Quest’ultimo, nel comunicato diramato nel primo pomeriggio di ieri, critica aspramente la mancanza di unitarietà delle misure nazionali, evidenziando come le stesse condurranno verosimilmente a contenere il contagio nelle zone rosse e arancioni e a farlo esplodere in quelle gialle che rischiano di trovarsi nella condizione di dover chiudere tutto a ridosso delle festività natalizie. Pertanto De Luca si dice pronto a emanare un’ordinanza che proroghi la chiusura della scuola primaria e secondaria e invita i sindaci a tenere alta la guardia, a chiudere i lungomare nonché i centri storici nei fine settimana, lasciando fermo il divieto di spostarsi tra Comuni delle diverse province campane se non per assoluta necessità.

Ancora una volta le misure restrittive precedono, anziché seguire, l’erogazione degli indennizzi agli imprenditori e ai commercianti maggiormente colpiti dalle stesse, molti dei quali rischiano di chiudere per sempre e di essere costretti a “tagliare” posti di lavoro: in questo modo si scatenerebbero, a fronte di uno sperato contenimento dei contagi, emorragiche ripercussioni economiche per tutti i settori produttivi e per tutte le categorie di lavoratori. I provvedimenti “perdono” la partita sul fronte del tempo prezioso che si è sprecato nel non attuarle all’inizio dell’autunno e che si rischia di dissipare ancora una volta qualora, a ridosso del Natale, si dovesse riaprire nelle zone rosse e chiudere, invece, nelle località comprese nelle zone gialle, vittime di una nuova ondata di contagi.

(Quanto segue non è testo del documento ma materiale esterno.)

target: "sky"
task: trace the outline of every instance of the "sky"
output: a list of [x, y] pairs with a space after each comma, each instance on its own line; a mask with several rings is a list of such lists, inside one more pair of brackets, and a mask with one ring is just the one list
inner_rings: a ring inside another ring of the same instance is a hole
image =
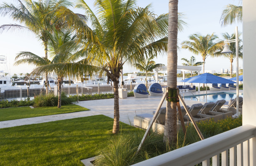
[[[37, 0], [36, 0], [37, 1]], [[91, 9], [93, 9], [94, 1], [84, 0]], [[4, 2], [13, 3], [15, 0], [0, 0], [0, 4]], [[72, 0], [71, 1], [72, 1]], [[144, 7], [150, 3], [153, 4], [153, 11], [157, 15], [168, 13], [168, 0], [138, 0], [138, 6]], [[223, 39], [221, 34], [228, 32], [231, 34], [234, 33], [236, 26], [238, 26], [238, 31], [242, 32], [242, 24], [236, 23], [225, 27], [220, 26], [220, 20], [224, 8], [228, 4], [238, 5], [238, 0], [216, 0], [206, 1], [197, 0], [191, 1], [183, 0], [179, 1], [178, 11], [186, 15], [184, 20], [188, 24], [182, 32], [178, 34], [178, 42], [188, 40], [188, 36], [194, 34], [200, 34], [203, 35], [207, 34], [215, 33], [220, 38]], [[77, 9], [72, 9], [75, 12], [84, 14], [83, 10]], [[8, 17], [0, 16], [0, 25], [10, 24], [20, 24], [14, 22]], [[43, 46], [41, 42], [32, 34], [28, 32], [16, 31], [4, 32], [0, 33], [0, 55], [7, 57], [8, 68], [11, 75], [14, 73], [30, 73], [35, 66], [28, 64], [14, 66], [16, 54], [20, 51], [29, 51], [41, 57], [44, 56]], [[202, 62], [202, 58], [200, 55], [195, 55], [187, 50], [181, 49], [178, 51], [178, 65], [181, 65], [184, 62], [181, 60], [182, 58], [189, 59], [192, 56], [196, 58], [196, 61]], [[167, 64], [167, 54], [158, 56], [155, 60], [157, 63]], [[240, 59], [239, 66], [243, 69], [243, 61]], [[233, 65], [235, 66], [235, 59]], [[220, 72], [222, 68], [229, 70], [230, 62], [228, 59], [224, 57], [212, 58], [210, 57], [206, 59], [205, 70], [215, 70], [217, 72]], [[234, 66], [234, 69], [235, 67]], [[138, 70], [132, 67], [125, 65], [124, 68], [124, 73], [132, 72]]]

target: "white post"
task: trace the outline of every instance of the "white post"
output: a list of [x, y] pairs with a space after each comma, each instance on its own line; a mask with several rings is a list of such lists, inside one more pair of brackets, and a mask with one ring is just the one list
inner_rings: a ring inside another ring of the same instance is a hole
[[[238, 64], [238, 29], [237, 27], [236, 27], [236, 114], [238, 115], [238, 111], [239, 111], [239, 83], [238, 82], [238, 70], [239, 67]], [[232, 70], [231, 69], [231, 70]], [[231, 74], [231, 73], [230, 73]], [[232, 76], [231, 76], [232, 77]]]
[[158, 83], [158, 71], [156, 72], [156, 83]]
[[[200, 71], [197, 71], [197, 75], [200, 75]], [[200, 92], [200, 83], [198, 83], [198, 92]]]
[[[256, 77], [255, 70], [255, 46], [256, 45], [256, 1], [243, 2], [243, 39], [244, 87], [243, 87], [243, 125], [256, 126], [255, 103]], [[250, 165], [256, 165], [256, 137], [250, 141]]]
[[[185, 71], [182, 71], [182, 78], [183, 79], [183, 80], [184, 80], [185, 79]], [[183, 85], [185, 85], [185, 82], [183, 82]]]

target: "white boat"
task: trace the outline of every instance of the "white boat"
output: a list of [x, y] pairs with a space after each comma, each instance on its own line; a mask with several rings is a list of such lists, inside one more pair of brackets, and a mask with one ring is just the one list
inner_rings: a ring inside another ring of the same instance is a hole
[[[0, 56], [0, 88], [6, 88], [12, 85], [7, 67], [6, 57], [5, 56]], [[1, 90], [1, 93], [4, 92], [4, 90]]]
[[128, 77], [124, 81], [125, 84], [131, 83], [143, 83], [144, 81], [141, 80], [140, 78], [137, 77], [138, 74], [128, 74]]

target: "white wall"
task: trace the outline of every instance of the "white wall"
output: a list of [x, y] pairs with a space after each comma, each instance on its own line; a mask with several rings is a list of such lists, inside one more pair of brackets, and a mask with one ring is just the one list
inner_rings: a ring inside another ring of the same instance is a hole
[[243, 1], [243, 124], [256, 126], [256, 0]]

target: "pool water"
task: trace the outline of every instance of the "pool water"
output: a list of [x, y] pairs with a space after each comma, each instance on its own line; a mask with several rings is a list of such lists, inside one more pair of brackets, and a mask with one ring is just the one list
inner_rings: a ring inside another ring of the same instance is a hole
[[[200, 102], [206, 102], [206, 95], [195, 95], [197, 98], [198, 101]], [[239, 96], [243, 97], [243, 94], [239, 94]], [[197, 101], [197, 99], [194, 96], [185, 96], [184, 99], [190, 100]], [[226, 101], [229, 101], [231, 99], [233, 99], [236, 97], [236, 94], [235, 93], [229, 93], [226, 92], [220, 92], [216, 93], [214, 94], [207, 95], [207, 102], [215, 102], [217, 100], [224, 99]]]

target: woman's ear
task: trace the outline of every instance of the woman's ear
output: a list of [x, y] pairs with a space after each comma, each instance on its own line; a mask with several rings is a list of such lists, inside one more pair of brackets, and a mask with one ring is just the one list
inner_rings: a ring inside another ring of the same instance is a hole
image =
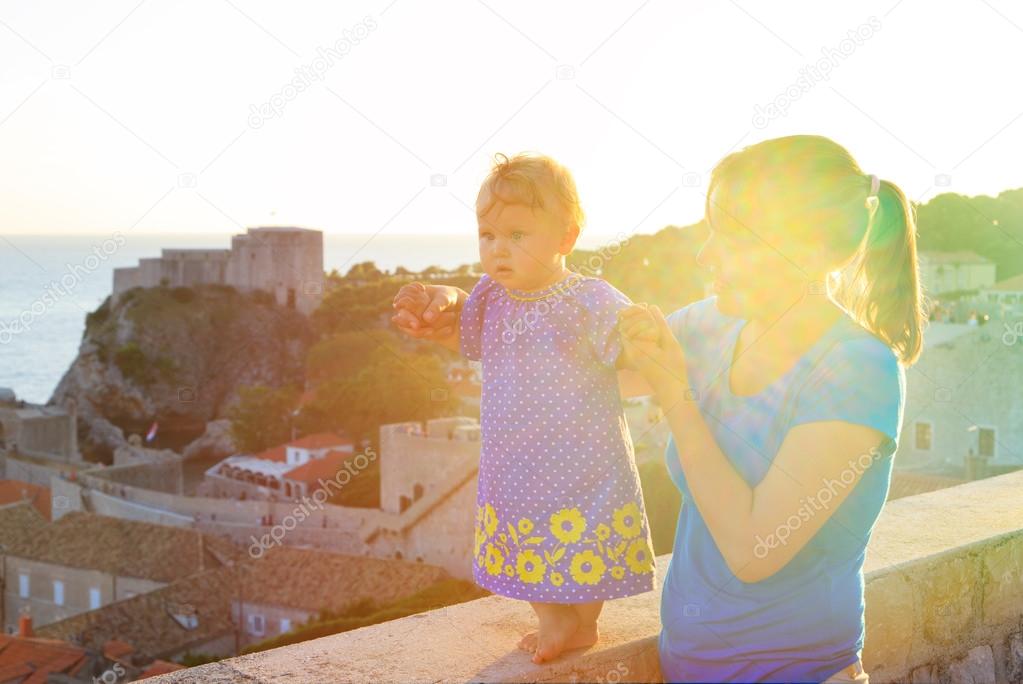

Si tratterebbe di una sorta di gioco dell’oca che, almeno in parte, riprodurrebbe lo scenario già visto durante la scorsa estate, quando gli italiani hanno inscenato la favola della cicala e della formica che ha prodotto i risultati odierni. Insomma, un gran pasticcio che non fa bene a nessuno poiché penalizza, sotto il fronte economico, certamente le regioni nelle zone rosse e, con riguardo alla salute, lascia prive di adeguata tutela quelle nelle zone gialle, peccando su due imprescindibili fronti: quello della coerenza e quello della solidarietà.

La coerenza, infatti, avrebbe richiesto di evitare di fare, disfare e rifare chiusure e restrizioni sulla pelle degli italiani, per la verità non più così ispirati dal mantra “andrà tutto bene”. La solidarietà, invece, avrebbe richiesto di comprendere come questa partita non la si può vincere dividendo l’Italia poiché, se pretendere la tutela della salute è un diritto sacrosanto (degli abitanti delle zone gialle), altrettanto lo è non vedersi distruggere sacrifici e investimenti economici, frutto di anni di lavoro (per gli abitanti delle zone rosse). Alla politica spetterebbe (il condizionale, qui, è d’obbligo) il compito di mediare tra tali imprescindibili poste in gioco, superando egoismi e punti di vista dei singoli che, dividendoci, non hanno altra conseguenza che indebolirci e consegnarci nelle mani del nemico.